Years passed and the box was forgotten until earlier this year when the couple had a new roof put on their farmhouse. It was then that they rediscovered their friend’s belongings.
“There was that box of stuff sitting there,” Karen Hannah said. “It was like finding it all over again.”
Instead of keeping it to themselves as they had for more than 20 years, the couple decided to make sure Torry’s items were shared with others who would appreciate how they represented the unique life Torry lived.
A part of history
Torry was born in Finland on Dec. 5, 1891. As a young adult, she immigrated to the United States for work. Through the course of about a year, she had correspondence with a Finnish bachelor named Emil, who was a commercial fisherman on Namakan Lake.
The couple were married in 1928, and made their home on Kubel Island. The little cabin on the island is where Torry made her home for most of her life. After Emil drowned in October 1954, the widow lived there alone.

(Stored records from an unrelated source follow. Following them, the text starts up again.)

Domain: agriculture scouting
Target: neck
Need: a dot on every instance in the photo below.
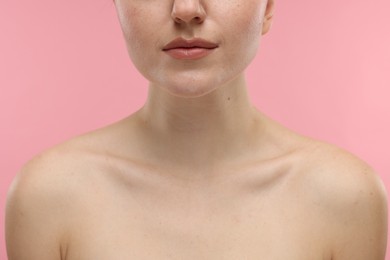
(199, 133)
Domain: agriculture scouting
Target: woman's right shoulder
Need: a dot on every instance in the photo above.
(52, 172)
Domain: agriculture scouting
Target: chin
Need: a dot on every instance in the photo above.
(188, 91)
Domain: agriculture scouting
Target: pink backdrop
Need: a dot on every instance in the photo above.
(323, 71)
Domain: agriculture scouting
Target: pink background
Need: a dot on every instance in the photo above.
(323, 70)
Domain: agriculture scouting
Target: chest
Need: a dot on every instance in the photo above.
(182, 227)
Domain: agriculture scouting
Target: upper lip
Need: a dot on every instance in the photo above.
(191, 43)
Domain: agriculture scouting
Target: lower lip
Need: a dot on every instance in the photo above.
(189, 53)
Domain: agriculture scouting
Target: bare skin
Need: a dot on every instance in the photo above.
(88, 199)
(197, 172)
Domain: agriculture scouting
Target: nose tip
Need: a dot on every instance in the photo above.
(186, 11)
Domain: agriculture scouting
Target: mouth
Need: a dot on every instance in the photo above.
(195, 43)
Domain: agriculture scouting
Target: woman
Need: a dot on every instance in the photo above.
(197, 172)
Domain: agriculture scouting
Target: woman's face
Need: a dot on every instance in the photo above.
(235, 26)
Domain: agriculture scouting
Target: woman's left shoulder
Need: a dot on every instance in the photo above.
(352, 200)
(340, 173)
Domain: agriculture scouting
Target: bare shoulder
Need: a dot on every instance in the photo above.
(39, 203)
(353, 198)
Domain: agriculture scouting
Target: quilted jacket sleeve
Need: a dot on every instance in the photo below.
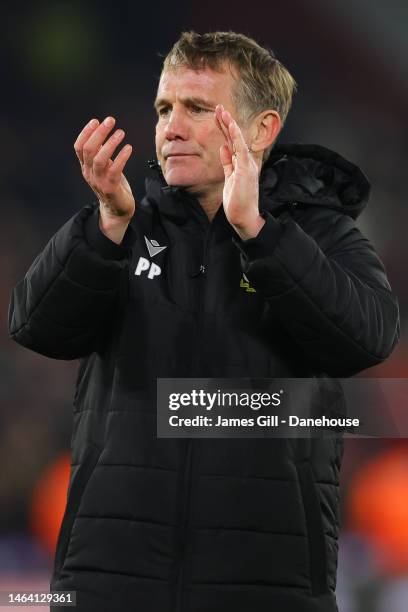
(326, 287)
(65, 305)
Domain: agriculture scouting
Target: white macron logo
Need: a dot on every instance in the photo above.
(153, 247)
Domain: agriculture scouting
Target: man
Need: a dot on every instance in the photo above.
(170, 525)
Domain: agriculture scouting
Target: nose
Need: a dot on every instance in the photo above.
(176, 126)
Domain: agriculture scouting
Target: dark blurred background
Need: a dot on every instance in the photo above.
(66, 62)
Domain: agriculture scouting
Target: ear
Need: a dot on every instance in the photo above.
(264, 130)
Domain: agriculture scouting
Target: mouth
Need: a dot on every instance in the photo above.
(180, 155)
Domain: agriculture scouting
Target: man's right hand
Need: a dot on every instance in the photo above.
(105, 176)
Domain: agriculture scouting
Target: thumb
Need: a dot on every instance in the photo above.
(226, 160)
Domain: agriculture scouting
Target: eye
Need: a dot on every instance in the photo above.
(163, 111)
(198, 109)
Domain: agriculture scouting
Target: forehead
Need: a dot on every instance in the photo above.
(184, 82)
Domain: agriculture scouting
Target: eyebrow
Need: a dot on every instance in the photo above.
(186, 101)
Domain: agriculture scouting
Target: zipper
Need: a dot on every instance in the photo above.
(188, 453)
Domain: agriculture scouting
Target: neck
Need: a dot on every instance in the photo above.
(209, 201)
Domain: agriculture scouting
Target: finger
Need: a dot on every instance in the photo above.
(116, 168)
(224, 129)
(102, 158)
(226, 160)
(240, 147)
(83, 137)
(95, 141)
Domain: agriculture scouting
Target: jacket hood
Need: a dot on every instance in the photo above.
(293, 173)
(312, 174)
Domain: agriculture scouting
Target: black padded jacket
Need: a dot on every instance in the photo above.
(206, 525)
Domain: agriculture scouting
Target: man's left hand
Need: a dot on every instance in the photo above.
(241, 188)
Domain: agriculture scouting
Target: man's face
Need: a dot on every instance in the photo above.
(188, 138)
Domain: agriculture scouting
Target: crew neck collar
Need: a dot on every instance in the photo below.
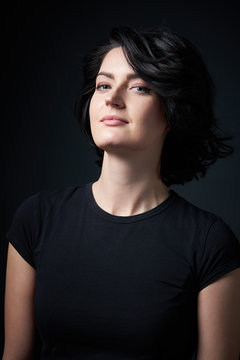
(132, 218)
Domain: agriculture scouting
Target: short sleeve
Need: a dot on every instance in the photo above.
(220, 254)
(22, 230)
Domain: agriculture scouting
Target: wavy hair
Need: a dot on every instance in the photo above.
(173, 67)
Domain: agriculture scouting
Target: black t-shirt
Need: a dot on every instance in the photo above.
(119, 287)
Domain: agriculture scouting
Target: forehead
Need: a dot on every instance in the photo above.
(115, 61)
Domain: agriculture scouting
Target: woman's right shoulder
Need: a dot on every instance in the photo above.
(48, 200)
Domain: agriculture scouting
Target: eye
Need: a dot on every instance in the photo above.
(102, 87)
(141, 89)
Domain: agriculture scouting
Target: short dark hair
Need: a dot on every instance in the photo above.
(173, 67)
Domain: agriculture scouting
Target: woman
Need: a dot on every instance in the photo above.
(123, 267)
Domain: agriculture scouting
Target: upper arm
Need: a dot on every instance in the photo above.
(219, 319)
(19, 305)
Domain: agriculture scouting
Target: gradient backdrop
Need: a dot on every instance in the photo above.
(43, 46)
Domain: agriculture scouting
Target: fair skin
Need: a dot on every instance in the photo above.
(130, 183)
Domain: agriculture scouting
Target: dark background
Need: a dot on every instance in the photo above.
(43, 44)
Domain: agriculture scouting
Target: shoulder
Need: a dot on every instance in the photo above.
(37, 207)
(51, 200)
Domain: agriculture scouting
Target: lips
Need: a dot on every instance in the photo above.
(113, 120)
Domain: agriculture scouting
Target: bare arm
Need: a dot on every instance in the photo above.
(19, 302)
(219, 319)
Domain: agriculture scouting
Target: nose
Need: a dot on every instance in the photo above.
(115, 100)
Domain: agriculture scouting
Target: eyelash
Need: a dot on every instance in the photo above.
(144, 90)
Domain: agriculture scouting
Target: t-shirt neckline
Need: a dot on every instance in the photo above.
(132, 218)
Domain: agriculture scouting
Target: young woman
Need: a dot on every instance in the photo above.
(123, 267)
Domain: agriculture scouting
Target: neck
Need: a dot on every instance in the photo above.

During a 1976 interview with The Daily Journal, Torry said the first year after Emil was gone was hard, but she eventually became accustom to living alone.
A friend of Mrs. Torry
Jim said he was introduced to Torry back in the mid-1940s. “Being only 8 or 10 years old, I don’t remember much of it,” he said of their first meeting.
In 1958, Jim said he was working as a guide for the Frontier Resort on the Ash River Trail and “really got to know Mrs. Torry.”
“Whenever I knew I would be going past Kubel Island, I would bring Lydia fresh fruit and milk,” he said.
“On Saturday afternoons, Bud Wallace — another guide on the lake — and I would meet at Mrs. Torry’s for an old-fashioned sauna,” Jim recalls. “These amazing saunas had no smoke pipe. We would take steam and then dive into the lake for a swim. When we were done, Mrs. Torry always came up with a beer for us.”
Jim said one of the features he adored most about Torry was her ability to “win” over everyone she met.
During his days as a guide, he would introduce guests to his friend and “she never failed to win them over with her hospitality and stories,” he said.
Sharing this story made Williams and Crawford agree that she was quite the entertainer.
Williams said Torry always had a dress and tennis shoes on. In the winter, “she just put more layers on,” he said with a laugh.
The group also discussed Torry’s love of crocheting.
“She crocheted everything,” Karen Hannah said. “Bedspreads, curtains, everything.”
“She was quite the lady,” Crawford added.
Williams and Crawford expressed their appreciation of the Keenans’ bringing Torry’s belongings to add to the park’s collection.
“Looking back, I wish I would have asked her more questions about her history,” Jim admitted. “My memories of Lydia Torry will never disappear, but I’m afraid her history might.”